Views expressed in opinion columns are the author’s own.

It has been almost a year since 2nd Lt. Richard Collins was fatally stabbed at the University of Maryland, almost half a year since the university announced there had been 27 hate bias incidents reported between the beginning of the 2017 fall semester and Dec. 8, and a week and a half since university officials announced they wouldn’t disclose the results of their investigation into a noose found in a fraternity house.

And April 24, this university’s Senate voted to send university President Wallace Loh a set of proposals, crafted by the Joint President and University Senate Inclusion and Respect Task Force, to prevent hateful incidences like these from rooting in campus culture. His response to the recommendations is expected in the next two weeks.

[Read more: UMD Senate approves diversity task force recommendations]

It’s a nice gesture, but this policy development is blatantly delayed — the same way most responses to this university’s hate bias problems have been. Platitudes about commitments to inclusion and safety on this campus have little weight compared to the fear, tension and incremental desensitization that hits students as soon as hate bias incidents are reported. Those affirmations of diversity and community end up being undermined by how tone deaf they are when they finally arrive.

This university consistently misses the opportunity to reassure students in the moments they need it. It’s hard to believe in administrative promises of action and change, because resolution comes after months of hidden dialogue and obscure methods. Often, the resolution is a set of sloppy, quoted condolences.

And not only does this university’s administration fail to deliver timely responses ­— it often fails to deliver them right the first time. Officials have told us this university is “not a home” in response to students asking for a campuswide ban of hate symbols. They have expounded on the importance of having dialogues with the community, yet failed to personally engage in them. They’ve been defensive of their commitment to diversity, without considering some of this university’s visible failings at that.

It all creates an expected pattern that leads to a continuing culture of mistrust between students and administrators. It isn’t evident administrators have learned anything from past miscommunications, or that they know what to change going forward. The discussion around these new recommendations doesn’t give much hope for that changing.

One of the proposals by the Inclusion and Respect Task Force — which includes administrators, faculty and some students, among others — was about creating a values statement to, in the words of co-chair Lucy Dalglish, “[urge] members of the campus community to consider the harm their speech can cause.” This sounds like a codification of what the university already does: throw out the same set of buzzwords concerning community, commitment to change and inclusivity that we’ve become as desensitized to as the hate bias incidences themselves.

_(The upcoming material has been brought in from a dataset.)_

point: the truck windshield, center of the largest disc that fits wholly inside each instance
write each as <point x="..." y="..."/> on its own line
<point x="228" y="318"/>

The proposals focus a lot on efforts of community education and communication, but it feels a little disingenuous when it’s been entirely the university community who has responded to hate bias in any meaningful way. The gap of time without communication from the university is filled by the students’ solidarity.

[Read more: UMD community members sound off at first diversity task force open forum]

Student efforts have led to legislation mandating every public college in Maryland develop a hate bias prevention plan. A coalition of student groups made 64 recommendations to this university about how it could better serve its marginalized students. A student pushed to have the bus stop Collins was stabbed at converted to a memorial. All these actions show how consequential hate bias incidents are to the student body.

Students have clearly been thinking about hate and intolerance a lot, and they’re doing their part to make changes. It’s the absence of an administrative response that gives this university a reputation.

These recommendations are disappointing because they’re not changing any significant dynamics. The real hard work and culture shift will continue to come from the student body while administration will sit on the issues and claim the students’ achievements as their own.